Glück gehabt..................................................................................................................................................>> zurück zu Index Erzählungen


Seit seiner Kindheit liebte Florian die Zeiten der Kirmes. Im Farbenspiel der Lichter, der Musik aus dröhnenden Lautsprechern, den verlockenden Buden und Karussells mit ihren Anreißern, dem Gemisch aus verführerischen Düften nach gebrannten Mandeln, Bratwurst, Waffeln und vielem mehr hatte für ihn immer eine magische Verzauberung gelegen, die ihn für eine kurze Zeit der Realität des täglichen Lebens entrückt hatte. Im Laufe der Jahre war diese Verzauberung natürlich deutlich schwächer geworden, aber ganz hatte er sich ihr doch nicht entziehen können. - Trotz allem!
Heute Nachmittag sollte es auch wieder für ein paar Stunden auf die Kirmes gehen, zusammen mit seinem jüngeren Bruder Andreas, in dessen Wohnung er seit vielen Jahren wohnen musste. Er hoffte, bis dahin das neue Computerprogramm in den Griff bekommen zu haben.
Kurz nach drei kam Andreas ins Zimmer, stellte sich hinter Florian und schaute ihm über die Schulter. „Komm, Florian, eine kleine Pause wird dir guttun. Mittag ist schon lange vorbei. Wir hatten doch vor, auf der Kirmes etwas zu essen. Also los, lass den Computer und auf geht’s!“
So streifte er mit seinem Bruder wenig später kreuz und quer über den Kirmesplatz, betrachtete längere Zeit die neuen Fahrgeschäfte mit ihrem immer kühneren Nervenkitzel, aß seine obligatorische Bratwurst und ließ sich schließlich von Andreas überreden, an einer Losbude mit augenscheinlich besonders attraktiven Preisen ein paar Lose zu kaufen..
„Mach du auf!“, bat er seinen Bruder, und während dieser seiner Bitte nachkam, betrachtete er versonnen und gedankenverloren das unmittelbar neben der Losbude stehende Kettenkarussell, eins der wenigen Karussells, das zwar modernisiert war, in seiner Art aber Jahrzehnte überdauert hatte.
Und plötzlich war er wieder der zehnjährige Junge, der zusammen mit seinen Freunden lachend und scherzend die Stufen zur Einsteigeplattform hinaufsprang und sich sofort einen Außensitz sicherte, auf dem man weit nach draußen fliegen konnte und mehr noch, wenn man sich vom Innensitz zusätzlich abstieß. „Hui, ich fliege, ich fliege“, jauchzte Florian glücklich mit ausgebreiteten Armen und wehenden Haaren.
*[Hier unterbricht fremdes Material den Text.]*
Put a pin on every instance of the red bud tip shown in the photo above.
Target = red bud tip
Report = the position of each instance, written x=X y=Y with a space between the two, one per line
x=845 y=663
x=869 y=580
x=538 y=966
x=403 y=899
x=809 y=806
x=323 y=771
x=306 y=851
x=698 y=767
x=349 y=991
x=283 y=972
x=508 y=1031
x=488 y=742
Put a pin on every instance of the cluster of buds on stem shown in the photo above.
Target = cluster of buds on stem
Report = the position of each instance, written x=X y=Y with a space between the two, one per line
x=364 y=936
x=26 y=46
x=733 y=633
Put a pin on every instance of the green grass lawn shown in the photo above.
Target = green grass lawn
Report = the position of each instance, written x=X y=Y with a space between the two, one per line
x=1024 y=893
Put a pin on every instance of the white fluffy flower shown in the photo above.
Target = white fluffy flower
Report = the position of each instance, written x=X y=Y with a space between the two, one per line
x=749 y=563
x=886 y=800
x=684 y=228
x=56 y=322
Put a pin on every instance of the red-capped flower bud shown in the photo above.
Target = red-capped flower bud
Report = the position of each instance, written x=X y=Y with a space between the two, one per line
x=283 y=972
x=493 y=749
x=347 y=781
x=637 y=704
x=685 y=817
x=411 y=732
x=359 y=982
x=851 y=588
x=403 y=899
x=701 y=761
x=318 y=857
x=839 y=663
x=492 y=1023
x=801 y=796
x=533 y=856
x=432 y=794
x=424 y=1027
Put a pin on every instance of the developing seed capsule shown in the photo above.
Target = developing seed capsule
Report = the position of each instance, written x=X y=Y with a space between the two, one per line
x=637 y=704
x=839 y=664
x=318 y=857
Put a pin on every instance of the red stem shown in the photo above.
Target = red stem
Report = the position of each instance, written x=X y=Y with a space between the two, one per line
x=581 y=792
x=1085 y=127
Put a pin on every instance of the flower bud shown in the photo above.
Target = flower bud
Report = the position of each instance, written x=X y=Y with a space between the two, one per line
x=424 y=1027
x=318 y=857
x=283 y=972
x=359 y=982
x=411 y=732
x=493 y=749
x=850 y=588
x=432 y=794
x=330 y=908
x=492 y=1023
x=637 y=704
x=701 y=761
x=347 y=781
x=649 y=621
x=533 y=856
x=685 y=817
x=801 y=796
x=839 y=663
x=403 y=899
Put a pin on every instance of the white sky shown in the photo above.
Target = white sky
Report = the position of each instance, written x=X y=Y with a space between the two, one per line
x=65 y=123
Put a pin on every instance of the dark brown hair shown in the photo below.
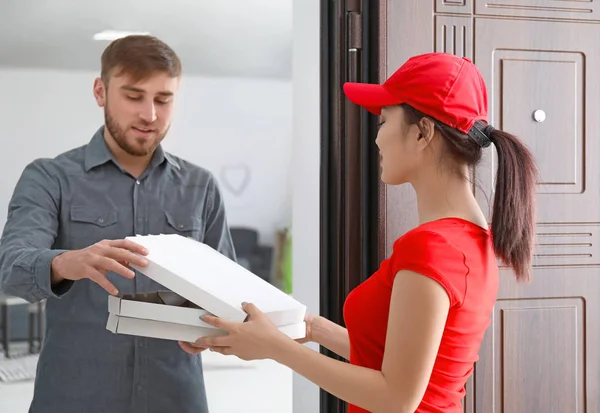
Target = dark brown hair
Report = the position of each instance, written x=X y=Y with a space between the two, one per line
x=513 y=214
x=139 y=56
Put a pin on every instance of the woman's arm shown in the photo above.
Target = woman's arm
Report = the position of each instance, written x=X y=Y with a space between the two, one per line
x=331 y=336
x=418 y=311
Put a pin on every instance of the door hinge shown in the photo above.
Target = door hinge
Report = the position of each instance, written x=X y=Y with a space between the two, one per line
x=354 y=31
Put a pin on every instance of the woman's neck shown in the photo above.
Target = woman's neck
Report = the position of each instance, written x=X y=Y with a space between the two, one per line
x=447 y=196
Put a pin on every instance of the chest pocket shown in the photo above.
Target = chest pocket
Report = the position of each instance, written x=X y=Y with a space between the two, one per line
x=91 y=225
x=186 y=225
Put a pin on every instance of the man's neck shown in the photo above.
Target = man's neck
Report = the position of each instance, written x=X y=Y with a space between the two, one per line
x=135 y=165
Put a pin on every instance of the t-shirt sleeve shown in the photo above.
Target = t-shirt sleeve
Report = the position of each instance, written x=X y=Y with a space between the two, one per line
x=431 y=255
Runde um Runde flog Florian so um die Welt, bis plötzlich ein metallischer, explosionsartiger Knall die Zeit anhielt, und Florian flog, flog durch den Aufschrei der Umstehenden in eine lange Nacht.
„Und schon wieder, meine Damen und Herren, hat ein Glückspilz die freie Auswahl! Hier wieder einmal die freie Auswahl!“
„Mensch, Flori, das bist doch du, du hast die freie Auswahl gewonnen!“, holte Andreas seinen Bruder aus der Erinnerung zurück. „Mensch, sag doch, was du möchtest!“
„Ja, mein Herr, die freie Auswahl, was für ein Glück, das jeder haben kann: hier den Riesenlöwen, oder vielleicht den ferngesteuerten Hubschrauber, oder das Luftgewehr, oder vielleicht den Monstertruck... Sie entscheiden!“

Florian ließ seinen Blick langsam über die angepriesenen Dinge wandern, so als ob er sich nicht entscheiden könne. Dann richtete er sich mit leiser Stimme an den Mann mit dem Mikrophon, so dass dieser sich zu ihm hinunter beugen musste: „Von all diesen Sachen brauche ich nichts! Bitte schenken Sie eine davon irgendeinem Kind, das hier steht!“ Florian lächelte den Mann freundlich an und zu Andreas gewandt fuhr er mit kräftiger Stimme fort: „Komm, Andreas, wir fahren nach Hause!“ Gleichzeitig bewegte er mit  dem Daumen der linken Hand den kleinen Hebel, der seinen Rollstuhl in Bewegung setzte, einen verblüfften Losverkäufer zurücklassend und einen Bruder verwirrend, der nachdenklich hinter ihm her trottete.